Why Doesn’t Anybody Leave Saturday Night Live Anymore?
SNL cast photo by Mary Ellen Matthews, courtesy of NBC
Despite the rumors that swirled throughout Saturday Night Live’s offseason about the futures of cast members Aidy Bryant, Kate McKinnon, Cecily Strong and Pete Davidison, the show announced on Monday that they’d all be back for this new season, the show’s 47th. So would Kenan Thompson, the longest-tenured cast member in the show’s history. In fact, the only long-term cast member that is not returning is Beck Bennett. Lauren Holt, who never quite broke through in her one season, is also not coming back. These decisions, plus three new hires, leave SNL’s cast at 21 people, the most in the show’s history.
This news was surprising, especially because last year’s season finale gave many the impression that McKinnon, Davidson, Bryant and Strong would be leaving. Strong especially seemed to be hinting at a coming departure when she did essentially a grand farewell in character, reprising her recurring Jeannine Pirro bit on Weekend Update.
But none of them left. This will be the 10th season for each of Bryant, McKinnon, and Strong. That ties them for 6th-most in SNL’s long history. Davidson, the man who joined as one of the youngest cast members ever, will be in his eighth season, tied for 16th most. Eight of the 25 longest-tenured people in the show’s history are on it right now. But why? It’s not like the show is known as an easy paycheck. Quite the opposite actually, as any talk show appearance featuring former SNL cast members can tell you.

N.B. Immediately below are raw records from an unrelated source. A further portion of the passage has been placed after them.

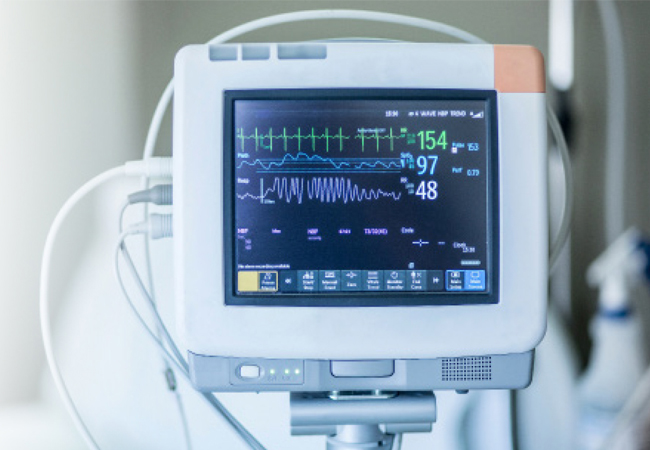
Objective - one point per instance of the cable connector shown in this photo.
(161, 194)
(150, 167)
(158, 226)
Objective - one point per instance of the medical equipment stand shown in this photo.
(362, 419)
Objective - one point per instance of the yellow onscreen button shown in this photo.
(248, 281)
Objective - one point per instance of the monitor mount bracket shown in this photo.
(361, 419)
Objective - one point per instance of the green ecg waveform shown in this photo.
(370, 138)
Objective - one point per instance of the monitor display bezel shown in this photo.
(367, 299)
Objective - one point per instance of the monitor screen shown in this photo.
(360, 197)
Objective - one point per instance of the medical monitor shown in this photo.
(360, 215)
(360, 197)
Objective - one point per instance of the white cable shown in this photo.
(615, 154)
(44, 301)
(174, 355)
(154, 166)
(299, 16)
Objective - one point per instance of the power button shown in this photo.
(249, 371)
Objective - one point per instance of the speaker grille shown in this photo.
(475, 368)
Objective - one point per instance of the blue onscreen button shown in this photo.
(475, 280)
(455, 280)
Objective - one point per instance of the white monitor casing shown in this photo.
(207, 326)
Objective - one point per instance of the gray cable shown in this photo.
(180, 363)
(564, 230)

While it’s possible that these stars are staying on just for their love of sketch comedy, one can’t help but wonder if this decision is being driven by the modern media landscape’s decimation of the traditional pathways out of SNL for its biggest stars.
For many years, cast members would leave SNL and try to find a home in film, like Chevy Chase or Kristen Wiig did when she made Bridesmaids. Often stars would leave SNL and kick off a film career by being in movies based on their SNL characters. John Belushi and Dan Aykroyd did it first with Blues Brothers but this kept happening for years until it stopped when Will Forte left SNL to star in the now-cult hit, then-box office disappointment Macgruber in 2010. Others, including Eddie Murphy and Adam Sandler, broke out in Hollywood with original ideas. Since the show’s original cast, there’s been a steady flow of SNL stars jumping from TV to the movie screen.
The state of movies now is just not conducive to crafting a comedic film career in the way it had been for so long, though. Not only is the SNL character movie gone, but studios have de-emphasized mid-budget films and essentially eliminated traditional comedies in lieu of making their comic book movies and other big budget IP adaptations into joke fests.
This basically kneecaps any attempt at replicating the sort of career Wiig has had or, even moreso, that Bill Hader has had. McKinnon hasn’t had a lead role in a film since 2018’s The Spy Dumped Me, and her next shot is a starring and creator role in Peacock’s Joe Exotic. Meanwhile, Strong and Bryant’s public dockets are clear of leading roles in movies. Davidson, whose fame expands beyond SNL and into the tabloids, is basically in a different conversation than his fellow long-term castmates. Perhaps that helped elevate him into a starring role in last year’s semi-autobiographical The King of Staten Island. That movie was directed by Judd Apatow, whose directing and producing output was one of the key star-making chances for SNL stars, including Hader, for years.